Desde esta corriente de pensamiento, inicia la línea de quienes entendían que los nativos tenían derecho a ser libres, a la vida, a su legítima defensa, a los medios que garantizaran su existencia, a la libertad de culto, a la propiedad, a la educación, a la enseñanza, a la familia, a la crianza y educación de los hijos, e incluso a participar en el gobierno de su país.

Al margen de toda mezquindad conceptual, es válido reconocer que los Derechos Humanos sentaron sus bases mucho antes del siglo XX. Para aquellos tiempos ya los españoles acuñaban la idea en desarrollo de que “la soberanía, el poder político y económico tiene sus límites y esos límites son, primordialmente, los derechos naturales de los individuos”.

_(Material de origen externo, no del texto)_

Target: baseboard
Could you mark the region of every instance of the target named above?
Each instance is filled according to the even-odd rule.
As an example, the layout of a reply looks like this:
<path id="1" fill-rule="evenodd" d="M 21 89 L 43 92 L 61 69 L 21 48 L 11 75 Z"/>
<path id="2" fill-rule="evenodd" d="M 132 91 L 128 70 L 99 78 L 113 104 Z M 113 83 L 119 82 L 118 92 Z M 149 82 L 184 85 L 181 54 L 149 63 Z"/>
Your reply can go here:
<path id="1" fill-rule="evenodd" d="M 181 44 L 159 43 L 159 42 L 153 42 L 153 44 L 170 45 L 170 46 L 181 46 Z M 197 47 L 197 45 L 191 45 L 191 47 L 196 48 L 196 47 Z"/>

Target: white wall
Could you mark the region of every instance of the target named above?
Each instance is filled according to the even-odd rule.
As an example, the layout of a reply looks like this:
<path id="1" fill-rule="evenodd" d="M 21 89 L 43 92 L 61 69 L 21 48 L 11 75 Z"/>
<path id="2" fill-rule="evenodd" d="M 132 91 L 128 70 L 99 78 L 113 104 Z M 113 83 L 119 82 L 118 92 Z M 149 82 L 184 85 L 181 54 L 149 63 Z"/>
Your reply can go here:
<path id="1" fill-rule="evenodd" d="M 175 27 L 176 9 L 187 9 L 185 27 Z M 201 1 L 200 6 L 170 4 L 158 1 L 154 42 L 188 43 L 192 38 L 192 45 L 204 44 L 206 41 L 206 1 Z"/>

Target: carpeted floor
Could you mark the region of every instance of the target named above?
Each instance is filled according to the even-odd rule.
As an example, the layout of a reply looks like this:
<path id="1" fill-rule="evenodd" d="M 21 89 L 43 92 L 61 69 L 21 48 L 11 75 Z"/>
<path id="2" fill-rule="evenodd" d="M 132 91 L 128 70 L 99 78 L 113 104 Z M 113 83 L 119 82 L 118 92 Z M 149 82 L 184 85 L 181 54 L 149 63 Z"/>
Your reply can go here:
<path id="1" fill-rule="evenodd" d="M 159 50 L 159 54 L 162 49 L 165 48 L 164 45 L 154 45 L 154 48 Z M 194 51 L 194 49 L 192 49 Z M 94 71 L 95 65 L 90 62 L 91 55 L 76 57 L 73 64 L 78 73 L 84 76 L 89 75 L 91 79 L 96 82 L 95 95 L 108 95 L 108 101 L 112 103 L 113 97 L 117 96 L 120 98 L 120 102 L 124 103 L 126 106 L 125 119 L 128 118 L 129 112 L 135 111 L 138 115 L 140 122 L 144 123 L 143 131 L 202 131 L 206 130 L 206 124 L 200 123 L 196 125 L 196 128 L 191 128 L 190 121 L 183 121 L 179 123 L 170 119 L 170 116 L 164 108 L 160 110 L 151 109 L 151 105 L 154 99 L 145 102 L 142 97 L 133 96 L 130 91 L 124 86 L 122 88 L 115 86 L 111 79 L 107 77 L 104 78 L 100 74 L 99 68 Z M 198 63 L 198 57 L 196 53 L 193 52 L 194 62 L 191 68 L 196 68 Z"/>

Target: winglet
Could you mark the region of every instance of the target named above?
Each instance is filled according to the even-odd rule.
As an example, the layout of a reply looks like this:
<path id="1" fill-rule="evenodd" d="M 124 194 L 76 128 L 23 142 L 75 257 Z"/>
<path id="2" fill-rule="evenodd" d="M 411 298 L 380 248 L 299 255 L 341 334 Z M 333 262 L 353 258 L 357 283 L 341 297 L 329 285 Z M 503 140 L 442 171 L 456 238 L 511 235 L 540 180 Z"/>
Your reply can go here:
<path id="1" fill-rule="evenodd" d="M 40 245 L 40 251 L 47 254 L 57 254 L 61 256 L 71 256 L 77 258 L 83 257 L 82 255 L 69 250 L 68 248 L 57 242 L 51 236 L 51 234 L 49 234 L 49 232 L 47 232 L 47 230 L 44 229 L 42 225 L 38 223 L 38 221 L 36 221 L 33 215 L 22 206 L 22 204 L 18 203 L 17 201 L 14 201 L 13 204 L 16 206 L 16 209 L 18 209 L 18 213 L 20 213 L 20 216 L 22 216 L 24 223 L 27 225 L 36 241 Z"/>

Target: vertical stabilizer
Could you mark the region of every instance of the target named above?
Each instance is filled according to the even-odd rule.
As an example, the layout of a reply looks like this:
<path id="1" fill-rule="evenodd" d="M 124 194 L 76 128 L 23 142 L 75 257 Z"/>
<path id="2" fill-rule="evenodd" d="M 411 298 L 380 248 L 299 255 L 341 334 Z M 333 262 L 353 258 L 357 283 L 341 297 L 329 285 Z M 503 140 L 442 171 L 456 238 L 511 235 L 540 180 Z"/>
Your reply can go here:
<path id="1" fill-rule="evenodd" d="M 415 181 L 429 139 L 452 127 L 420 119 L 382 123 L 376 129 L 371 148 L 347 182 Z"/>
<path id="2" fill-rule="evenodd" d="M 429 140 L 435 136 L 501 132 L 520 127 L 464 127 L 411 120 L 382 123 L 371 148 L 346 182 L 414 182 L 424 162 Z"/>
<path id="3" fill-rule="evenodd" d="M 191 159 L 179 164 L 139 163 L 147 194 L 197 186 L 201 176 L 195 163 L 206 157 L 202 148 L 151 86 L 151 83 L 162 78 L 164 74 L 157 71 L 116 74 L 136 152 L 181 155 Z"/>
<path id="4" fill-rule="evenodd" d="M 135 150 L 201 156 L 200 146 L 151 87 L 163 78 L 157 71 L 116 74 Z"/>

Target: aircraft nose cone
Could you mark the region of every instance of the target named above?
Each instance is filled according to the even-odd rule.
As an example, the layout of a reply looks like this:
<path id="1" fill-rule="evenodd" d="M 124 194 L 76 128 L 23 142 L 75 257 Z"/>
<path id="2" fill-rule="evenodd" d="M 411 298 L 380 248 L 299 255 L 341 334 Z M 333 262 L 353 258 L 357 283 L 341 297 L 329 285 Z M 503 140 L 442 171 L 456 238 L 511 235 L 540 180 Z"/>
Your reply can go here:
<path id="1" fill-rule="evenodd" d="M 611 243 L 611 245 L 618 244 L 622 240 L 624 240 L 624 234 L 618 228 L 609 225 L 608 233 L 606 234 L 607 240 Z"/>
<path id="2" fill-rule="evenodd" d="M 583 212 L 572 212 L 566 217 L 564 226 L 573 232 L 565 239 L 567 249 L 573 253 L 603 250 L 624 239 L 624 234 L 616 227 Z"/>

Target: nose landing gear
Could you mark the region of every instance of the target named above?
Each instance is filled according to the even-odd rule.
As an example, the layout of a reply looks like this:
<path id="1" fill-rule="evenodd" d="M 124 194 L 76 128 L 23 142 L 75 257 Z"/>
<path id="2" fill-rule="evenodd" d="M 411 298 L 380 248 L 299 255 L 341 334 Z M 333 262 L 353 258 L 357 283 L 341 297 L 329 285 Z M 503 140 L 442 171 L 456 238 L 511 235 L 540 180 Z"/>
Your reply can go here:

Desde un punto de vista más relacional, los derechos humanos se han definido como las condiciones que permiten crear una relación integrada entre la persona y la sociedad, que permita a los individuos ser personas jurídicas, identificándose consigo mismos y con los demás.

Ya en el siglo XXI, surge la Declaración Universal de los Derechos Humanos Emergentes (DUDHE), de un proceso de diálogo de diversos componentes de la sociedad civil, organizado por el Instituto de Derechos Humanos de Cataluña en el marco del Foro Universal de las Culturas, Barcelona 2004.

Para este tiempo, los derechos humanos emergentes incorporan una nueva concepción de la participación de la sociedad civil, dando voz a organizaciones y agrupaciones nacionales e internacionales que tradicionalmente no han tenido presencia en la configuración de las normas jurídicas, como las ONG, los movimientos sociales y las ciudades, frente a los retos sociales, políticos y tecnológicos que plantea la sociedad global.